Ao contrário do discurso apaziguador e redutor do programa, Edila Moura, socióloga da Universidade Federal do Pará e do Instituto Mamirauá afirma, nos poucos segundos a ela destinados, que ‘os desafios ainda são grandes, principalmente no que diz respeito ao saneamento e ao uso de água potável por essas comunidades ribeirinhas e o acesso aos serviços de saúde e educação básica’. Imediatamente, insere-se a fala da ribeirinha Marlene, que diz: ‘Eu sou feliz. Graças a Deus sou feliz. Muito, muito, muito. As pessoas dizem: `Eu não sei o que vocês fazem naquele buraco!´ Só que esse buraco aqui, tem muita coisa para nos oferecer.’ Ao que a repórter complementa: ‘É preciso aguentar firme.’ Que a mulher seja conformada, vá lá, dada a história de nosso país e os esforços para que os ignorantes e os pobres assim permaneçam, mas que um programa pretensamente jornalístico reitere o conformismo, isso não se pode aceitar.

O saldo de tudo isso é que, assim como a Rede Globo parece repetir o mito da democracia racial inserindo, sem problematizar, uma bela e inexpressiva protagonista negra na cor-de-rosa novela das oito, também repete ad infinitum o preconceito das classes médias contra aqueles que ela própria relega às margens, dos rios, do ‘asfalto’, da história, da sociedade. É o determinismo que ‘acomete’ os pobres brasileiros o principal, terrível e execrável mote do programa sob foco: as mulheres continuarão parindo incessantemente crianças destinadas a morrer afogadas nos rios; as crianças vão internalizar o difícil tipo de vida dos pais, compreendendo-o como única possibilidade de existência; as secas vão continuar se alternando com as cheias e o Globo Repórter não vai se importar com o fato de as secas serem cada vez mais secas e as cheias cada vez mais cheias.

É deselegante falar de tristeza

Com isso, a classe média pode sentir alívio, dada a beleza inconteste das imagens, devidamente articuladas com a trilha sonora, impondo o sentido do selvagem domesticável e contrariando o olhar profundo de Euclides da Cunha, que tentou mostrar o paradoxo.

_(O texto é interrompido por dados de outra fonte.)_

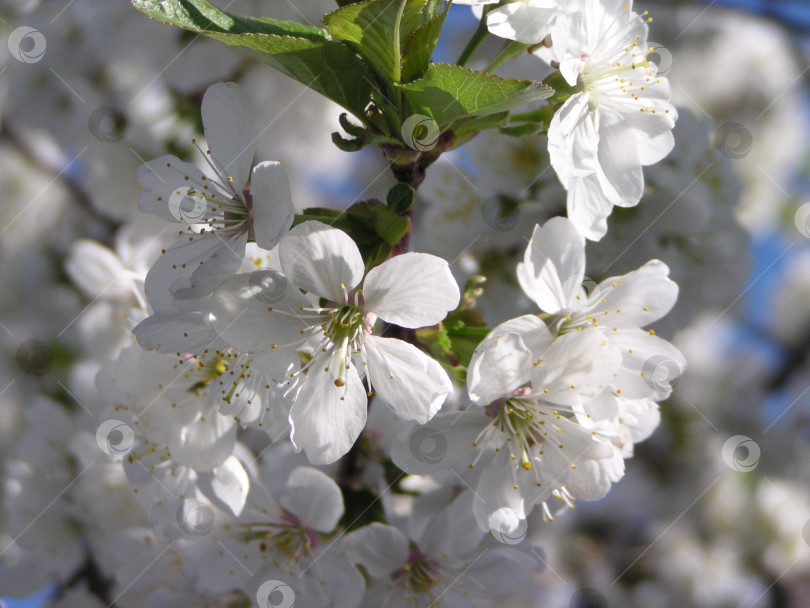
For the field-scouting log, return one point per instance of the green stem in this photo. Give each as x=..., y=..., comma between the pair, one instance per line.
x=513, y=49
x=477, y=38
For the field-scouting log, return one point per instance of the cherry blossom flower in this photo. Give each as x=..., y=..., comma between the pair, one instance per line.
x=329, y=409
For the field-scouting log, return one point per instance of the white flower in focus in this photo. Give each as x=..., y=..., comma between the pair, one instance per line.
x=619, y=120
x=220, y=212
x=411, y=290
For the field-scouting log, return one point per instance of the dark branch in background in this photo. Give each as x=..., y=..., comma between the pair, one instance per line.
x=78, y=194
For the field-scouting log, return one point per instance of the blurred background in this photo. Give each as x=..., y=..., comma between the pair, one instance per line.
x=714, y=510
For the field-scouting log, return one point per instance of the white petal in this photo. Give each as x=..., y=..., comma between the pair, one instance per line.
x=498, y=366
x=252, y=315
x=553, y=267
x=227, y=485
x=640, y=417
x=573, y=140
x=620, y=173
x=192, y=268
x=525, y=22
x=598, y=465
x=176, y=333
x=327, y=419
x=588, y=207
x=453, y=531
x=634, y=300
x=272, y=210
x=380, y=549
x=205, y=443
x=411, y=290
x=445, y=442
x=337, y=581
x=98, y=271
x=314, y=498
x=318, y=259
x=650, y=365
x=502, y=571
x=534, y=333
x=411, y=382
x=229, y=130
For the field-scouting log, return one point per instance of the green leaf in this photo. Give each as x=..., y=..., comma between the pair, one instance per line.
x=300, y=51
x=480, y=123
x=448, y=92
x=400, y=199
x=419, y=46
x=372, y=29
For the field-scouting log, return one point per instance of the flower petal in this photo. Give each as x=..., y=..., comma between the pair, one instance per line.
x=226, y=486
x=272, y=210
x=650, y=365
x=588, y=207
x=553, y=267
x=411, y=382
x=534, y=333
x=576, y=367
x=229, y=131
x=192, y=268
x=327, y=419
x=411, y=290
x=319, y=259
x=252, y=317
x=633, y=300
x=380, y=549
x=445, y=442
x=314, y=498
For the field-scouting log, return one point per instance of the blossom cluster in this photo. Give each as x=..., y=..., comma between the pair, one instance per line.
x=291, y=420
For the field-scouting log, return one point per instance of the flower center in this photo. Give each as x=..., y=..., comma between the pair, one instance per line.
x=345, y=329
x=420, y=574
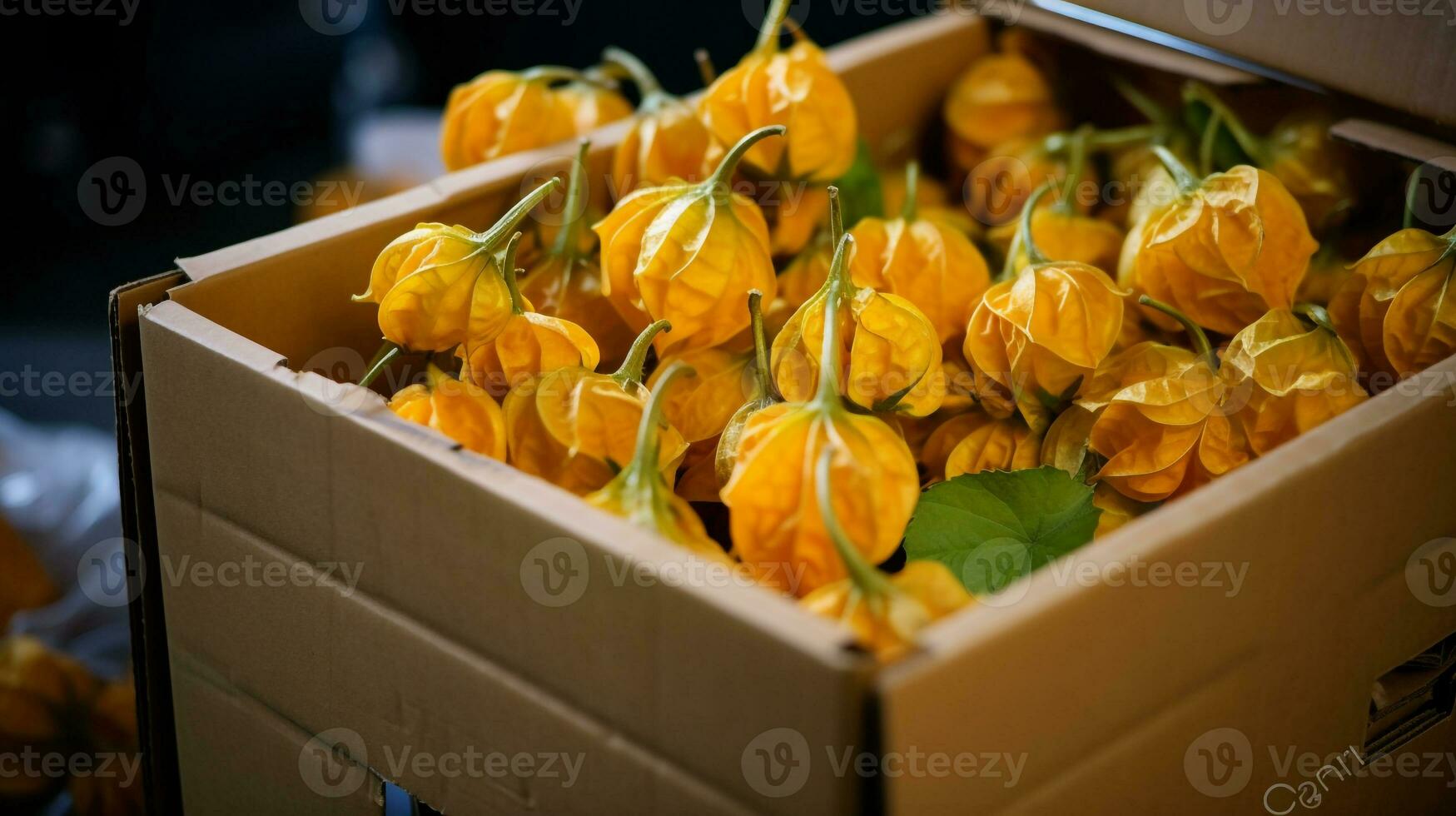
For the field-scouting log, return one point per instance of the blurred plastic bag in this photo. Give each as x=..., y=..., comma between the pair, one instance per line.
x=58, y=491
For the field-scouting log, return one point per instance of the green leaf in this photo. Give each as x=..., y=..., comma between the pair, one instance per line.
x=996, y=526
x=859, y=192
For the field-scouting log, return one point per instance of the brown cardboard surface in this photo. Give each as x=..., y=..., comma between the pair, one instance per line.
x=326, y=656
x=1324, y=525
x=243, y=448
x=445, y=644
x=149, y=652
x=241, y=758
x=1398, y=54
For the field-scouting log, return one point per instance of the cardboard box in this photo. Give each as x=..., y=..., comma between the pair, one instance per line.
x=1397, y=52
x=336, y=582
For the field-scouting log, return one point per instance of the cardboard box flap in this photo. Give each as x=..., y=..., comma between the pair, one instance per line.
x=1142, y=47
x=1391, y=139
x=149, y=637
x=1395, y=54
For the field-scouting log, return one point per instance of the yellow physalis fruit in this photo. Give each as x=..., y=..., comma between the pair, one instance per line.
x=1225, y=250
x=698, y=478
x=565, y=281
x=40, y=694
x=929, y=264
x=1168, y=433
x=888, y=349
x=932, y=203
x=1065, y=445
x=773, y=495
x=1327, y=274
x=1066, y=235
x=806, y=273
x=666, y=142
x=999, y=98
x=1298, y=375
x=459, y=410
x=1299, y=152
x=999, y=187
x=1041, y=332
x=503, y=112
x=1116, y=507
x=886, y=614
x=112, y=728
x=643, y=495
x=577, y=429
x=530, y=343
x=798, y=215
x=591, y=101
x=762, y=394
x=944, y=439
x=689, y=254
x=993, y=445
x=1398, y=308
x=793, y=89
x=715, y=384
x=435, y=285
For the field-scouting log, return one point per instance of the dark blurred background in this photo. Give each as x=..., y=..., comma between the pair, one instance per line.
x=201, y=93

Em cem anos, parece que pouco mudou. O Bolsa Família garante o mínimo, perenizando a condição marginal dessa gente enquanto, nas grandes cidades, outros pobres morrem ou perdem tudo o que têm em deslizamentos de encostas, enchentes e outras desgraças atribuídas à revolta da natureza que, repentina e inexplicavelmente, decidiu se enfurecer.

Mas, quem se importa? Como diria a repórter responsável pela matéria do Globo Repórter: ‘É a vida!’ No final das contas, a mensagem da Globo parece ser a seguinte: às vésperas do carnaval, já chega a desgraceira das chuvas no sul e sudeste, que tão bem serviram para alimentar os telejornais de janeiro, sem esquecer o terremoto do Haiti. Porém, é até deselegante falar de tristeza, de pobreza, já que a ordem do mundo está perfeitamente garantida (ufa!) com as belas pernas de Ivete Sangalo e as baboseiras tatibitati-repetição-da-mesma-sílaba das canções da axé music a todo vapor no maior carnaval do mundo…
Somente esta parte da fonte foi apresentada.